A.      Pengertian Sistem Informasi Psikologi
Menurut Jogianto (dalam Hutahaean, 2015) sistem adalah kumpulan dari elemen-elemen yang berinteraksi untuk mencapai suatu tujuan tertentu. Sistem ini menggambarkan suatu kejadian-kejadian dan kesatuan yang nyata adalah suatu objek nyata, seperti tempat, benda, dan orang-orang yang betul-betul ada dan terjadi.
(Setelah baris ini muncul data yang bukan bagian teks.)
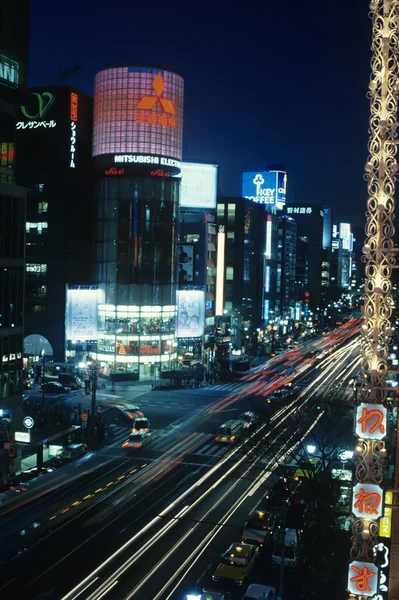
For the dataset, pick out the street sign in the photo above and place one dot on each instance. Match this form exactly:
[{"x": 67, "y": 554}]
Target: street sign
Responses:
[{"x": 28, "y": 422}]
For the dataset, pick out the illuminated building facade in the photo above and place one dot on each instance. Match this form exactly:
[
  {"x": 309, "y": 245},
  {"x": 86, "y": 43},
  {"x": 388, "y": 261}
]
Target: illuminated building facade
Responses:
[
  {"x": 14, "y": 54},
  {"x": 245, "y": 224},
  {"x": 54, "y": 132},
  {"x": 137, "y": 148},
  {"x": 286, "y": 268}
]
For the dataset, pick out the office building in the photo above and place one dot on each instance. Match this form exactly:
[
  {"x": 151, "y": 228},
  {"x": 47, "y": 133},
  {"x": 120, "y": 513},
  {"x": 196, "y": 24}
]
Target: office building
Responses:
[
  {"x": 54, "y": 131},
  {"x": 137, "y": 151},
  {"x": 311, "y": 259},
  {"x": 14, "y": 60},
  {"x": 244, "y": 228},
  {"x": 197, "y": 256}
]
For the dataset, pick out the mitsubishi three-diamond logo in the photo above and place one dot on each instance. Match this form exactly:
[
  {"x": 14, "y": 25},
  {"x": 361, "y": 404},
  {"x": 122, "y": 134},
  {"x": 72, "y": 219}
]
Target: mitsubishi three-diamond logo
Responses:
[{"x": 148, "y": 103}]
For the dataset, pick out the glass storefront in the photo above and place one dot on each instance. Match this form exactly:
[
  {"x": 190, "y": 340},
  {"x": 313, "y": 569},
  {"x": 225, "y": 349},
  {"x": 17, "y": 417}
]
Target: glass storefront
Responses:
[{"x": 135, "y": 266}]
Menurut McLeod (2001) informasi adalah data yang telah diolah menjadi bentuk yang memiliki arti bagi si penerima dan bermanfaat bagi pengambilan keputusan saat ini atau mendatang.
Menurut Plotnik (2005) psikologi merupakan studi yang sistematik dan ilmiah tentang perilaku dan proses mental.
Bedasarkan uraian berbagai macam pengertian di atas, dapat disimpulkan bahwa sistem informasi psikologi adalah suatu himpunan atau kumpulan dari elemen-elemen nyata yang saling berkaitan yang digunakan dalam mempelajari perilaku manusia, dimana elemen tersebut diolah sedemikian rupa hingga memiliki arti dan suatu tujuan tertentu secara efisien dan efektif.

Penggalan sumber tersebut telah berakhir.